Die momentane Ruhe ist durchaus erklärbar, wie der niedersächsische Wolfsberater Uwe Martens vom Freundeskreis freilebender Wölfe e.V. in seinem Eintrag "Wolfsjahr" auf der Website des Freundeskreises skizziert hat:
April-Juni:
• Welpen werden geboren.
• Die Jährlinge übernehmen die Aufgabe, sich um die Welpen zu kümmern.
• Die Wölfe haben sich im Kerngebiet ihres Reviers zurückgezogen.
• Nahrung wie Kitze und Frischlinge sind reichlich vorhanden.
• Wenige Übergriffe auf Nutztiere, [...]
http://www.lausitz-wolf.de/index.php?id=1503
Aus meiner Sicht bringen die Anzeigen bezüglich der Tötung von MT6 im besten Fall gerade einmal ein paar mehr Informationen für die Öffentlichkeit.
Dass juristisch oder politisch gesehen "Köpfe rollen" werden, ist dagegen schwer vorstellbar.
Glaubt man dem aktuellen Artikel der NOZ, hatten angeblich auch LUPUS-Mitarbeiter zuvor Vergrämungsmaßnahmen durchgeführt.
Die Entscheidung, MT6 schließlich zu töten, wurde dem Bericht zufolge zusammen mit sämtlichen Experten des neuen bundesweiten Beratungszentrums zum Wolf DBBW (Lupus, Leibniz-Institut für Zoo- und Wildtierforschung, Senckenberg Forschungsinstitut für Wildtiergenetik und Senckenberg Museum) getroffen:
Per Skype-Konferenz entschieden schließlich alle Experten gemeinsam mit dem niedersächsischen Umweltministerium, das Tier abzuschießen. „Das war keine leichte Entscheidung“, sagt Ansorge. „Wir mussten für den Tod des Wolfes die Verantwortung übernehmen, aber auch dafür sorgen, dass sich das Image des Wolfes nicht weiter verschlechtert.“
http://www.noz.de/deutschland-welt/nied ... 0&0&733206
Wenn die gesamte Expertise den Abschuss befürwortet hat, dürfte die Sache für die Gerichte unstrittig sein.
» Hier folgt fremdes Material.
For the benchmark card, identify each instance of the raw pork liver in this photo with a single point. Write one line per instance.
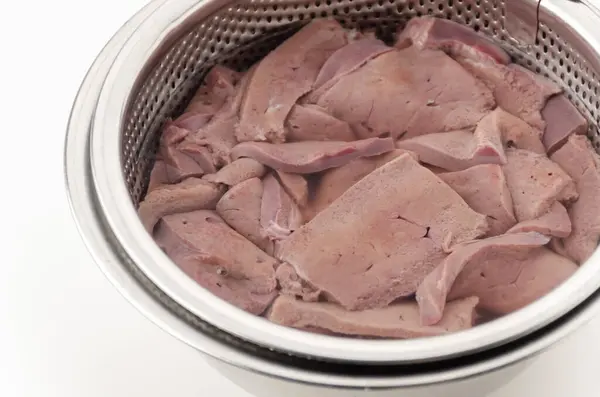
(382, 247)
(399, 320)
(219, 259)
(578, 158)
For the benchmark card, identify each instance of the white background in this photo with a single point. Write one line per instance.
(64, 331)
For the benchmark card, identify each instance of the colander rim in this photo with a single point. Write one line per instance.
(139, 247)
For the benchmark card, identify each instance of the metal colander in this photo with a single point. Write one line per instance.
(159, 67)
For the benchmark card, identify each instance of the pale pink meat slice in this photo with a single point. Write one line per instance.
(515, 132)
(579, 159)
(311, 156)
(408, 93)
(457, 150)
(381, 237)
(483, 187)
(211, 144)
(535, 183)
(189, 195)
(512, 282)
(335, 181)
(237, 171)
(291, 284)
(562, 120)
(399, 320)
(517, 90)
(279, 214)
(283, 76)
(312, 123)
(451, 37)
(495, 252)
(344, 61)
(555, 223)
(219, 259)
(240, 208)
(295, 185)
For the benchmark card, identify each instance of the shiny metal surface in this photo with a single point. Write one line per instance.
(137, 82)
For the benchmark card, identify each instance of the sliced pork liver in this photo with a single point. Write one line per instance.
(408, 93)
(218, 85)
(344, 61)
(296, 186)
(237, 172)
(382, 236)
(515, 132)
(240, 208)
(279, 215)
(283, 76)
(562, 120)
(517, 90)
(494, 252)
(400, 320)
(313, 123)
(291, 284)
(334, 182)
(483, 187)
(555, 223)
(578, 158)
(512, 281)
(189, 195)
(535, 183)
(311, 156)
(457, 150)
(451, 37)
(219, 259)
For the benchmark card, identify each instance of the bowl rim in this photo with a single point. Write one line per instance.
(137, 246)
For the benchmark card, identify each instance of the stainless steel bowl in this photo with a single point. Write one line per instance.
(151, 68)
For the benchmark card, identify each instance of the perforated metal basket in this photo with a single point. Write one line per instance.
(156, 66)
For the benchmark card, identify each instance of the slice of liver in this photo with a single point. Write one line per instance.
(279, 215)
(311, 156)
(514, 281)
(238, 171)
(344, 61)
(400, 320)
(408, 93)
(334, 182)
(382, 236)
(240, 208)
(283, 76)
(515, 132)
(313, 123)
(218, 85)
(562, 120)
(483, 187)
(494, 252)
(291, 284)
(457, 150)
(451, 37)
(578, 158)
(517, 90)
(555, 223)
(219, 259)
(189, 195)
(535, 183)
(295, 185)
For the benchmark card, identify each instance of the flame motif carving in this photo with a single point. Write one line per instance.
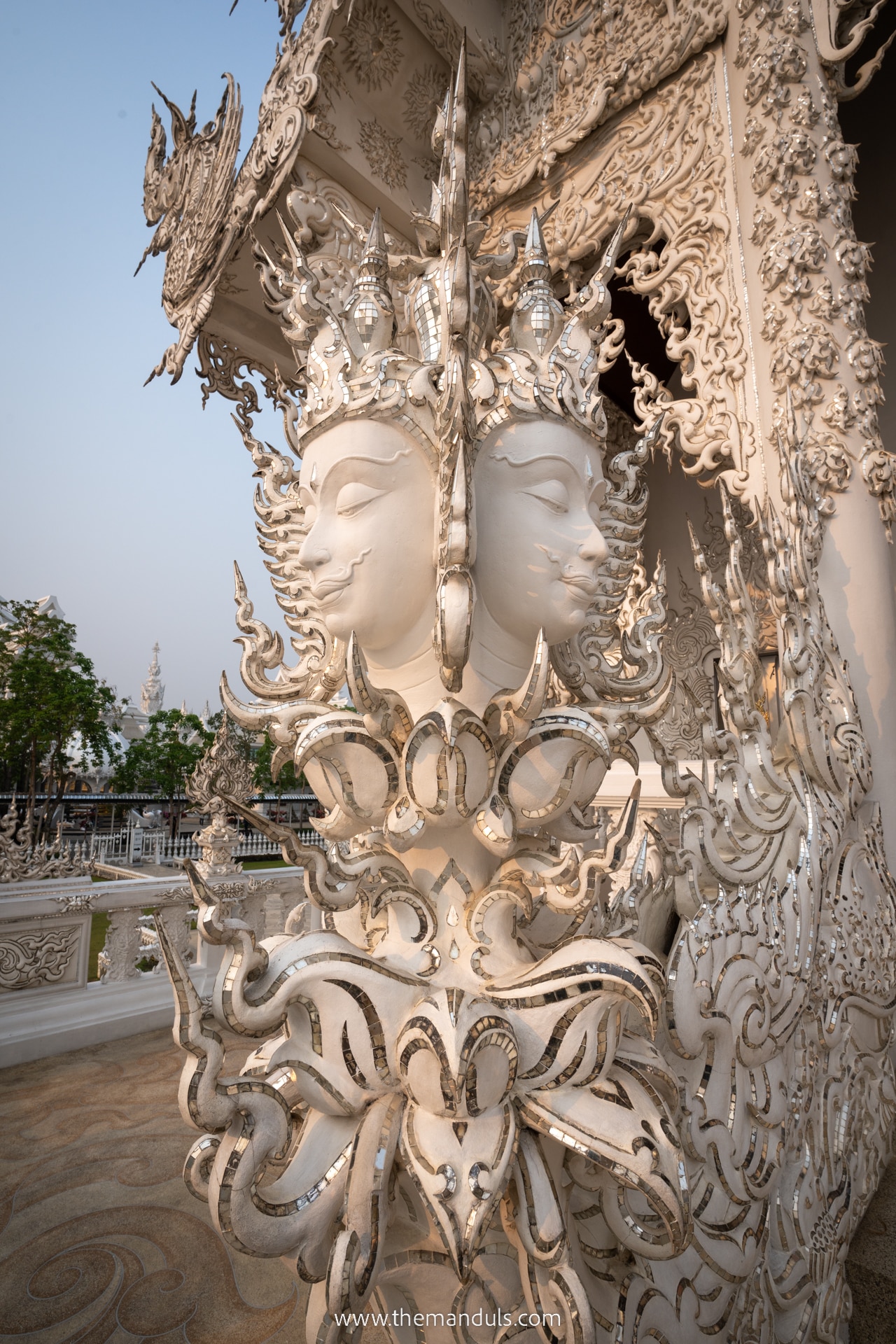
(488, 1069)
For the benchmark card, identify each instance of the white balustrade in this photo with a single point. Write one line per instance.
(159, 848)
(49, 1006)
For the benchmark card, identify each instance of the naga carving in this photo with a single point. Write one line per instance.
(511, 1060)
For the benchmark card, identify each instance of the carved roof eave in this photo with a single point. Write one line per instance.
(523, 124)
(211, 226)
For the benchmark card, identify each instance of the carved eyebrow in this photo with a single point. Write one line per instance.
(531, 461)
(315, 486)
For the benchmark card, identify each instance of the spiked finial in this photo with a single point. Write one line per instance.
(538, 315)
(370, 312)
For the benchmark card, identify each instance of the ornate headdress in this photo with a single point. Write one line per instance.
(461, 381)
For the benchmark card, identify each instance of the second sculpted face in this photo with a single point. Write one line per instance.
(539, 488)
(368, 495)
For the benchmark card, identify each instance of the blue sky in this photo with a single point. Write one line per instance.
(127, 502)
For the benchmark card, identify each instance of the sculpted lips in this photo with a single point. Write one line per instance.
(582, 585)
(331, 588)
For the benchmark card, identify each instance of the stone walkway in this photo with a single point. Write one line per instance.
(99, 1240)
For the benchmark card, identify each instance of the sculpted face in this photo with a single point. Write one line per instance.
(368, 495)
(539, 488)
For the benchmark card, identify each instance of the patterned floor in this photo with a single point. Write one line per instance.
(99, 1238)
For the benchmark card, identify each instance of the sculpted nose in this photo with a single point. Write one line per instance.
(594, 550)
(312, 553)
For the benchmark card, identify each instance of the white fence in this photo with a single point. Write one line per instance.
(48, 1004)
(143, 846)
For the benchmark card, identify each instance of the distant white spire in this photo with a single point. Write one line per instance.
(152, 692)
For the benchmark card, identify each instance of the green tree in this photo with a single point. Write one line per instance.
(162, 761)
(49, 692)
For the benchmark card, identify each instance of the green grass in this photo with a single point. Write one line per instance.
(99, 925)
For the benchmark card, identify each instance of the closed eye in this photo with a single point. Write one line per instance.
(354, 498)
(554, 495)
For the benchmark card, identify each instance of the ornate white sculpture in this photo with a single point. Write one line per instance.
(491, 1077)
(152, 692)
(220, 774)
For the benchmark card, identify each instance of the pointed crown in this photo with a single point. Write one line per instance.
(464, 382)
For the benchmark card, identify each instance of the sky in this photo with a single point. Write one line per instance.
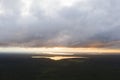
(60, 23)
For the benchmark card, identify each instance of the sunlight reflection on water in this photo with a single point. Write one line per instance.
(57, 57)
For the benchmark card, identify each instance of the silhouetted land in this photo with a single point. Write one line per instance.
(23, 67)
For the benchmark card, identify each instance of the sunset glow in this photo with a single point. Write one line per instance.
(60, 50)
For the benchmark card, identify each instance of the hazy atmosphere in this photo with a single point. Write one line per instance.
(56, 23)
Dass man die Phantasie oder Manipulationen mancher Bürger gerichtlich thematisiert, ist eher unwahrscheinlich.
Wenigstens kann nun kein Sender mehr Unbefugte auf die Spur eines Wolfes in Niedersachsen locken. Vielleicht sind die Videos im Netz ja auch deshalb so rar geworden.
Die PR- und Medienkampagne der Wolfsgegner läuft dagegen munter weiter. Die tendenziöse Wortwahl und einseitige Berichterstattung in der ZDF-Reportage vom 19.06.16 zum Beispiel erschien wie eine 1:1-Übernahme der Wolfsgegner-Seiten in den sozialen Medien.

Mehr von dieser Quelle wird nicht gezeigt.